The Wow Customer Service Factor

Posted on 11/01/2007 in Customer Service & Support

"Just having satisfied customers isn't good enough anymore.  If you really want a booming business, you have to go beyond satisfied customers and create 

raving fans.”  -Ken Blanchard (Raving Fans: A Revolutionary Approach to Customer Service)

Outstanding customer service builds loyalty and customer retention, and will improve your bottom line. It does little good to make a sale if your company or organization cannot service your current customers. Take an extreme example: Suppose that your sales force succeeds in bringing in new customers, but customer attrition equals the rate of customer acquisition due to poor customer service with existing clients.

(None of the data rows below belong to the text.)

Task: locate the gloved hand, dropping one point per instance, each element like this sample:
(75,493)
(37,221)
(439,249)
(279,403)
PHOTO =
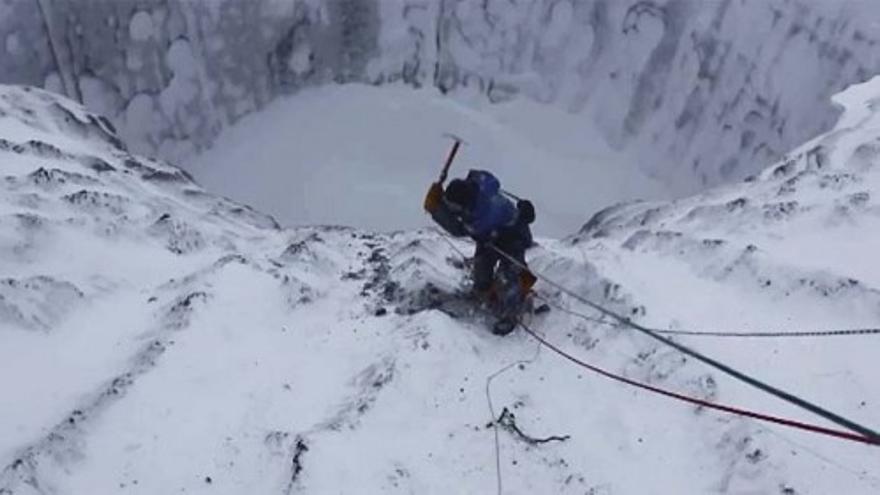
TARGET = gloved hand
(434,197)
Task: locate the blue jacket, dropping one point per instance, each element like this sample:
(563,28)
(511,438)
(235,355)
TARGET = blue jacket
(492,210)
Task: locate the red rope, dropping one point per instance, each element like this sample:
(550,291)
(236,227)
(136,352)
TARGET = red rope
(693,400)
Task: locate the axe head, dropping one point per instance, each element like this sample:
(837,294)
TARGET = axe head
(454,137)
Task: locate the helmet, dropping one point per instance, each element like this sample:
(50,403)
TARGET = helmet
(461,193)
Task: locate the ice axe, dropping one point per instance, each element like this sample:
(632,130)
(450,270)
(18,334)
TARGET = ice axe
(435,193)
(451,156)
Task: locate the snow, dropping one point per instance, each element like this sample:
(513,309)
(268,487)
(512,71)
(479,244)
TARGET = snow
(141,26)
(334,154)
(207,350)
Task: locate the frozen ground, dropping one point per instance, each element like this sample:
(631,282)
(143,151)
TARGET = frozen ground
(160,339)
(364,156)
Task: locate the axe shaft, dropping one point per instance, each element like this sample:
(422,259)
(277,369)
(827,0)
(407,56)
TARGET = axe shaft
(449,160)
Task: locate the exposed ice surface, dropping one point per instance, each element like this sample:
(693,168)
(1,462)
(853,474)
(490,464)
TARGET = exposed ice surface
(364,156)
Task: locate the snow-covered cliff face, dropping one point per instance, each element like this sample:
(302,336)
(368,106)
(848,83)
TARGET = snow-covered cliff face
(703,91)
(160,339)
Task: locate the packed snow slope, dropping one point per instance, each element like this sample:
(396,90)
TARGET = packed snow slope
(160,339)
(364,156)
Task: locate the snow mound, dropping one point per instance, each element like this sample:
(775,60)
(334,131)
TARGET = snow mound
(158,338)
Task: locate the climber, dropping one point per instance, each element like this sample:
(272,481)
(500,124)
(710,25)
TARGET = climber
(477,207)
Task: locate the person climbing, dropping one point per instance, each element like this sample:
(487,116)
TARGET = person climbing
(477,207)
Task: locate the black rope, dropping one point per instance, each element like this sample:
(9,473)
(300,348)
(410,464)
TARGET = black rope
(790,398)
(692,333)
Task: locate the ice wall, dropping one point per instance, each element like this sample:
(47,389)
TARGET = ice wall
(702,92)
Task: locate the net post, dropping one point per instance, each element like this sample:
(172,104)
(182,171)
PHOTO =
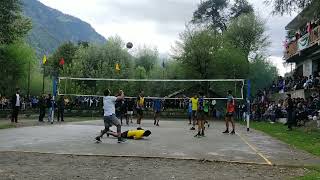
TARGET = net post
(248,104)
(54,93)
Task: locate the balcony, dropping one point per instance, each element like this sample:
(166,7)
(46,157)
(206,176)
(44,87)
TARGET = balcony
(306,41)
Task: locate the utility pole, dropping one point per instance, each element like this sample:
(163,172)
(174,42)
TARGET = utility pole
(29,78)
(43,78)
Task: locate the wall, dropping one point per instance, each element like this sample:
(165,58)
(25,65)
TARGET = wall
(307,67)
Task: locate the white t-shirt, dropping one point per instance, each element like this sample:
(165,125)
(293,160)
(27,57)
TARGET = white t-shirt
(109,103)
(18,100)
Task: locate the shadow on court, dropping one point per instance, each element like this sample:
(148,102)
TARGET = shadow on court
(172,139)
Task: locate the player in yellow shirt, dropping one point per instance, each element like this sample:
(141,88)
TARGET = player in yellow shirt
(132,134)
(140,107)
(194,104)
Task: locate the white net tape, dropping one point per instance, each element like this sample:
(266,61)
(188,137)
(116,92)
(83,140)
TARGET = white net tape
(236,85)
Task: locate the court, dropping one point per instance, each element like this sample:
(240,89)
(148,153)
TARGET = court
(172,139)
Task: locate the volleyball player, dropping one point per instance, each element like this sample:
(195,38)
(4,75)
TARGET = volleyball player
(109,114)
(200,115)
(230,113)
(140,107)
(132,134)
(194,103)
(157,105)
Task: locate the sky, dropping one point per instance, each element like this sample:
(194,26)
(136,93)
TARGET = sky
(158,23)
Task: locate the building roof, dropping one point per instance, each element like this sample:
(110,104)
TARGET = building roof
(306,15)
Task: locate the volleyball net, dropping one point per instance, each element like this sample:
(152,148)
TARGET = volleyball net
(152,88)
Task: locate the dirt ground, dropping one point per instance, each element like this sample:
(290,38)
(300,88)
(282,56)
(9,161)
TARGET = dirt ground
(27,166)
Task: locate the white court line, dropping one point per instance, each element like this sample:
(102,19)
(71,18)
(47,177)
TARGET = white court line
(255,149)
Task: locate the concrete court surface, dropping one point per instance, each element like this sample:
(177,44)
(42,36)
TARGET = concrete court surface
(172,139)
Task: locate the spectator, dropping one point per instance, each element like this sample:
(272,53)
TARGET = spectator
(61,105)
(16,104)
(42,107)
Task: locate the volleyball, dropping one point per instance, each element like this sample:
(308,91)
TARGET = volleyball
(129,45)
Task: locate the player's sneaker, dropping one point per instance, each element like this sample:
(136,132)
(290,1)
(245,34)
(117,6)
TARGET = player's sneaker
(197,135)
(98,140)
(226,132)
(121,140)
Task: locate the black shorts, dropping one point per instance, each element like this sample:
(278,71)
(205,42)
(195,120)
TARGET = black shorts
(124,134)
(201,115)
(229,114)
(194,114)
(140,112)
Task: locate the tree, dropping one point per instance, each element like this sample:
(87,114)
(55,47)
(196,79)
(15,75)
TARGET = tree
(13,25)
(67,52)
(196,51)
(286,7)
(211,13)
(147,58)
(262,73)
(14,60)
(247,32)
(241,7)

In spite of the sales successes, you are destined to lose money and eventually go out of business, unless you improve the level of customer satisfaction.    

Three Zones of Customer Satisfaction 

The backbone of your customer service strategy and culture consists of three zones:   

  1. The Service Surprise Zone (what we call the "Wow Zone”) is when you exceed your customer’s expectations. You should strive to "wow” your customers, especially your key accounts and prospects.
  2. The Service Expectations Zone is when you meet your customer’s expectations. At a minimum, your organization needs to identify and then meet the critical needs and expectations of your customers. As such, the ability to ask questions and to listen for the customer’s concerns and issues, are critical skills.
  3. The Service Recovery Zone is when you don’t meet your customer’s expectations. This zone is a moment of truth. Handle it well and you can actually strengthen the customer allegiance. But, if this is handled poorly, you run the risk of losing customers.   

Customer Service Statistics

Many customer satisfaction surveys, from a wide range of industries, show a common pattern in terms of how customers react to situations when they are either "wowed” or dissatisfied:  

  • An extremely satisfied customer will typically tell 2 to 5 other people or organizations about their positive experience. In other words, a "wowed” customer will provide unsolicited referrals of business for you. 
  • An extremely dissatisfied customer will tell 5 to 20 other people or organizations about their negative experience,and encourage prospective customers not to use your company’s products and services. This creates bad word-of-mouth and damages your reputation in the marketplace. 
  • The majority of extremely dissatisfied customers (as many as 90%) will stop doing business with your firm without letting you know that they are leaving. As such, it is a double negative if you don’t respond well to a Service Recovery situation. You likely will lose the customer and that same customer will tell other prospective customers not to use your company or products.  

Although the exact statistics listed above may not pertain to your company, the three general principles do.   

The "Wow" Customer Service Factor

There are many ways to "wow” your customers.  

  • Be pro-active about communicating with customers, especially when you become aware that a problem (such as a delayed shipment) may occur; call the customer to advise them of the problem and offer some solutions or options.
  • Follow-up with customers even when there aren’t any problems; for example, call or email a customer that you haven’t spoken with in awhile.  

You should strive to be in the Service Surprise Zone whenever possible. We realize that everyone has become increasingly busy, and it may not be practical to "wow” every customer. If you have to be selective about "wowing” customers, your customer service strategy should focus on "wowing” these three categories of customers: (1) Key accounts, because the loss of a key account can have a severe effect on profits and sales goals; (2) Growth accounts because of their longer-term sales potential; and, (3) New accounts, because you want their initial impression of your company to be favorable.